Has Google+ enough communication to succeed? Now that Google is profiling using names, is privacy a bigger problem?
"Google+ has a huge amount of communication going on when I log in, but what you see in Google+ is completely subjective, because there is not one, single news feed. Rather, everyone's stream is completely dependent on those others people they have subscribed to."
In a way, Google+ largely clones what sites like FriendFeed.com had done previously. It's not a plain copy; it improves some things, changes others and adds features. But what really sets it apart is that Google pushes it across all of its products. It's almost impossible for a product to not amass users when you promote it on so many other popular products. And if the product is any good – as Google+ is – then people will pick up on it even faster.
With regard to privacy, you should only share what you want to share.

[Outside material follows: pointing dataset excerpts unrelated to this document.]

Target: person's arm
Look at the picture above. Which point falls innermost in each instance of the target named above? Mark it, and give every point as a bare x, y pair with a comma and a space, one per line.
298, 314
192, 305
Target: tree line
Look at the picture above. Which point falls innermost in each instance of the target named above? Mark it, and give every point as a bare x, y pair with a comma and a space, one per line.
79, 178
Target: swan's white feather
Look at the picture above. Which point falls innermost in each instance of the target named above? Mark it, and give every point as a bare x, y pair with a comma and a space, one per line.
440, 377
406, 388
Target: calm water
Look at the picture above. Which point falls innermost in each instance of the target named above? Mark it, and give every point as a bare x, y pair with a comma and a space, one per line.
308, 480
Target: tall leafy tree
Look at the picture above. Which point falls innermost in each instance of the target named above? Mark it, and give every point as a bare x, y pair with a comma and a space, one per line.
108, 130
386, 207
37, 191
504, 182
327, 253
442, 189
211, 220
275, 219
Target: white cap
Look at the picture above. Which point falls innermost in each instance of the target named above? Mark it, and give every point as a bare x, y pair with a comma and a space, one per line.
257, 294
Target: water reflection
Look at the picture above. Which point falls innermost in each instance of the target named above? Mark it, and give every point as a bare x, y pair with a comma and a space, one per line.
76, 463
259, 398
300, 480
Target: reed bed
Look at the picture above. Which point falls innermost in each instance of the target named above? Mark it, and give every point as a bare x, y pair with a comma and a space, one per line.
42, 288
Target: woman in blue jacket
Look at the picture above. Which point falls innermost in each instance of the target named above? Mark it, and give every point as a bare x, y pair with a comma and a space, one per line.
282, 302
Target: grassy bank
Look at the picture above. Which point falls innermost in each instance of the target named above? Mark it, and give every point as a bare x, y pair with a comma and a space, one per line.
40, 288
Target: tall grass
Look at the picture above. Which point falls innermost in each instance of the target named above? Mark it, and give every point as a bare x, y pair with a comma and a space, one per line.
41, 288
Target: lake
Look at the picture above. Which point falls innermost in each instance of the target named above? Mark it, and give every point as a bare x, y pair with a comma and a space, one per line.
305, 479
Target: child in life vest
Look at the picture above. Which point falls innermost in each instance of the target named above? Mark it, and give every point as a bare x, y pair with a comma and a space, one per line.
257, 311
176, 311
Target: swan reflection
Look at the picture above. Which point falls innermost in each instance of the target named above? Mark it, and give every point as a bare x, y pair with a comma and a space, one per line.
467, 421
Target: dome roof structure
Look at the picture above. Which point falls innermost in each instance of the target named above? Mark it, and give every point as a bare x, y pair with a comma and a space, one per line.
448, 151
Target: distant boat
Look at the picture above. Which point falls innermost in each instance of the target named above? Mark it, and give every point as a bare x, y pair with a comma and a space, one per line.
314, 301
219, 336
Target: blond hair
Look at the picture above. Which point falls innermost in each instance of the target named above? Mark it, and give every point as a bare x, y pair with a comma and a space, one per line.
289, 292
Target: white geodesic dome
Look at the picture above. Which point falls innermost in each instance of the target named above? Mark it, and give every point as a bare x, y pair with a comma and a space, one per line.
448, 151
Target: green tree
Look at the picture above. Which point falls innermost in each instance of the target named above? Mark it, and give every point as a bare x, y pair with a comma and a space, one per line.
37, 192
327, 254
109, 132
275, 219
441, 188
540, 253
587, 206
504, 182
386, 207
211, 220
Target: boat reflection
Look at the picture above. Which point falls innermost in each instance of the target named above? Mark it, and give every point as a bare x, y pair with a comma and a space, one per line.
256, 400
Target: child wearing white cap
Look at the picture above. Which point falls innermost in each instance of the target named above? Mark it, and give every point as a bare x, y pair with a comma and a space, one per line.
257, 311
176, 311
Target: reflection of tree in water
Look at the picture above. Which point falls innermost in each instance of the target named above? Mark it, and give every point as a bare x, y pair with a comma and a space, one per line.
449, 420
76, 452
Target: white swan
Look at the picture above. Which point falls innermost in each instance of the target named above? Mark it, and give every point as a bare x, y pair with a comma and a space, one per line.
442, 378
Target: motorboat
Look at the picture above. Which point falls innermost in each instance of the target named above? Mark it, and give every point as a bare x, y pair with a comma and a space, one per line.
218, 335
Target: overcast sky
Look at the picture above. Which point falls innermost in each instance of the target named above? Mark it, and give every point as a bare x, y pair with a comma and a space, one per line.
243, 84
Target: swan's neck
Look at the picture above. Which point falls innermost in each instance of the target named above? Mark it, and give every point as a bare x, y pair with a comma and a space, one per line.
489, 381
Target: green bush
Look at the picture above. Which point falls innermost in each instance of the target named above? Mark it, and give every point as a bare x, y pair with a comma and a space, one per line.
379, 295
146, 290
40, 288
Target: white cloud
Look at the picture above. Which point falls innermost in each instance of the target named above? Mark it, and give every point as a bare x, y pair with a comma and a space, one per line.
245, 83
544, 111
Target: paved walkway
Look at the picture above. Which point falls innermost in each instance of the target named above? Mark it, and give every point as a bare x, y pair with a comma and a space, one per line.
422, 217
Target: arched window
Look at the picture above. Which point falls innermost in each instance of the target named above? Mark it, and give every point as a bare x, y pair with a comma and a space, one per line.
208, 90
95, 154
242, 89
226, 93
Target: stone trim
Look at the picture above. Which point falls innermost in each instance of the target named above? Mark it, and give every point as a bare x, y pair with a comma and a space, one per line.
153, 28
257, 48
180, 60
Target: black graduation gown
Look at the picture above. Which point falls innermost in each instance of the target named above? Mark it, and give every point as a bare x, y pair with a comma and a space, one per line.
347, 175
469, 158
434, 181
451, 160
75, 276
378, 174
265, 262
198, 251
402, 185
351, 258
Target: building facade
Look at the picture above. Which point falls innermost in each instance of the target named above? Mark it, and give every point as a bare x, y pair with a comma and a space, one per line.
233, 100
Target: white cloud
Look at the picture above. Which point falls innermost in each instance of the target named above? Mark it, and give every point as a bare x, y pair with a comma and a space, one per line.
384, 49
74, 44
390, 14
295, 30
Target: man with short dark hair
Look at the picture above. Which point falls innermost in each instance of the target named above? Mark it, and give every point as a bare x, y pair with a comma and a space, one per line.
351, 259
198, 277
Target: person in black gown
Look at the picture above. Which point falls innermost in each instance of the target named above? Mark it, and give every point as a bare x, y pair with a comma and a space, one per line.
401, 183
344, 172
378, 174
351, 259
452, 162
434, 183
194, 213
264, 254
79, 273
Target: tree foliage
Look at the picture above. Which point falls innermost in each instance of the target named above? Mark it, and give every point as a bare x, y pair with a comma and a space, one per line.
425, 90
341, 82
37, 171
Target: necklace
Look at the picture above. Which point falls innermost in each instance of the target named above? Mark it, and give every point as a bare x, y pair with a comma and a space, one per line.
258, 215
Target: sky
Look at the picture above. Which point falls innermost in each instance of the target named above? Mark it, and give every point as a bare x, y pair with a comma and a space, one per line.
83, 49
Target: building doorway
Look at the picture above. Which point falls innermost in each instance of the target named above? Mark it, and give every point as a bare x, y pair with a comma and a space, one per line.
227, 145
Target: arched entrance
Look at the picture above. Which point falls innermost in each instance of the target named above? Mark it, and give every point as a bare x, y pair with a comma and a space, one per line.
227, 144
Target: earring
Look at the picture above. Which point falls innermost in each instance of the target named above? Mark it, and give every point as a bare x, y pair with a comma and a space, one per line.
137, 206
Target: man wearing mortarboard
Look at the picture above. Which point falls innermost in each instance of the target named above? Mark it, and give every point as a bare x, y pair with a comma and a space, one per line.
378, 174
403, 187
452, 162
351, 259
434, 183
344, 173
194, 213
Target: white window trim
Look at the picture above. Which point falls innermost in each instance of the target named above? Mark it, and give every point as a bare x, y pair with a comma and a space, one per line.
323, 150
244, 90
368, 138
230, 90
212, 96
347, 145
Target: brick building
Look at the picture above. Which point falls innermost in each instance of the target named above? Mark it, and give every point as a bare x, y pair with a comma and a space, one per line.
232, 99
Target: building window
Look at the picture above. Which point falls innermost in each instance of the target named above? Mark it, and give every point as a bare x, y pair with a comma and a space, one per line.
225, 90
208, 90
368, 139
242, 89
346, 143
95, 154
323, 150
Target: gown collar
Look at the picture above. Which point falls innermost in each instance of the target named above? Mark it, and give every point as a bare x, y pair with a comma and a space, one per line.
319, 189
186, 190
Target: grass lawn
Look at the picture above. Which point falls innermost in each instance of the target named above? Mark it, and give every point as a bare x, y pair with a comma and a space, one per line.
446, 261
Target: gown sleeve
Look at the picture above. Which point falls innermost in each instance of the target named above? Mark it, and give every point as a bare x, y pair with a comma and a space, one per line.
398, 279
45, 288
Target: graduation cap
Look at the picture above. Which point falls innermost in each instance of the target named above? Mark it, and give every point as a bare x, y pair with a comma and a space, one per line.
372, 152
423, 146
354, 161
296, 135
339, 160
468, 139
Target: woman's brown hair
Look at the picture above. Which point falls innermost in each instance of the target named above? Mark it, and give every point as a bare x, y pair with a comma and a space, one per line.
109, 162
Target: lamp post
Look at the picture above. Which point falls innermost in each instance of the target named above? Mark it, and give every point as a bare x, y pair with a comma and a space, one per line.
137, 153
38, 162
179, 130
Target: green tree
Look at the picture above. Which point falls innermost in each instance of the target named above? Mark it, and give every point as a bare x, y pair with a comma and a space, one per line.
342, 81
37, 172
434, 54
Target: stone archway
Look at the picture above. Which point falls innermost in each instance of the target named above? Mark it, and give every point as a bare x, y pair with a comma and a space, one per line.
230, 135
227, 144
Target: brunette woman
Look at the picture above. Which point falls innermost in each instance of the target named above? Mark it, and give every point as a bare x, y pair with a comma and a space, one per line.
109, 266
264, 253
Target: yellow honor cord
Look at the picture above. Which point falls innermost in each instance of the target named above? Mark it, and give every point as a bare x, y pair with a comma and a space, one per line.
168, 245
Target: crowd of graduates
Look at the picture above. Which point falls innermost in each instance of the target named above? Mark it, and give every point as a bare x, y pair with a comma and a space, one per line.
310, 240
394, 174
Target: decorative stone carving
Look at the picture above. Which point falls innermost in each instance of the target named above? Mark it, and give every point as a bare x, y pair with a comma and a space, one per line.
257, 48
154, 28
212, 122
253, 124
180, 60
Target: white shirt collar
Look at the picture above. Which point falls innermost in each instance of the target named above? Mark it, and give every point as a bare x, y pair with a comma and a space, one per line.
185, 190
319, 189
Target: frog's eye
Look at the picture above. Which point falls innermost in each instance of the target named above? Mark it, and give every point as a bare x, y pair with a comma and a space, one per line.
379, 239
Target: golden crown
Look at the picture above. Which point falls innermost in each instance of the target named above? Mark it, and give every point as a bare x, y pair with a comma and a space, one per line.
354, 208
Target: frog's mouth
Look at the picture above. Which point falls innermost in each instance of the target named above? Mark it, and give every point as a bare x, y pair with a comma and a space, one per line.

If you post a text, then take a second to imagine this text on the front page of The New York Times (now, or a decade from now). Are you okay with that? If not, reconsider what you were about to post...and if you’re still not happy, perhaps look for networks which allow anonymity.
Google+, unfortunately, does not facilitate anonymity, which can cause problems with many topics- criticizing your work environment, for instance, or freely expressing minority views."
Google buying Motorola; is that a natural development?
"Growth seems to be natural for companies, but structures in nature sometimes do collapse. So far Google has done a good job of keeping lean while growing. In programming, we call this task refactoring: for every new line of code you add, you should reflect on how you might need to readapt all the old lines of code.
Let's wait another ten, twenty years to see if Google as a company is still flexible enough to do fast releases, and master the complexity it created."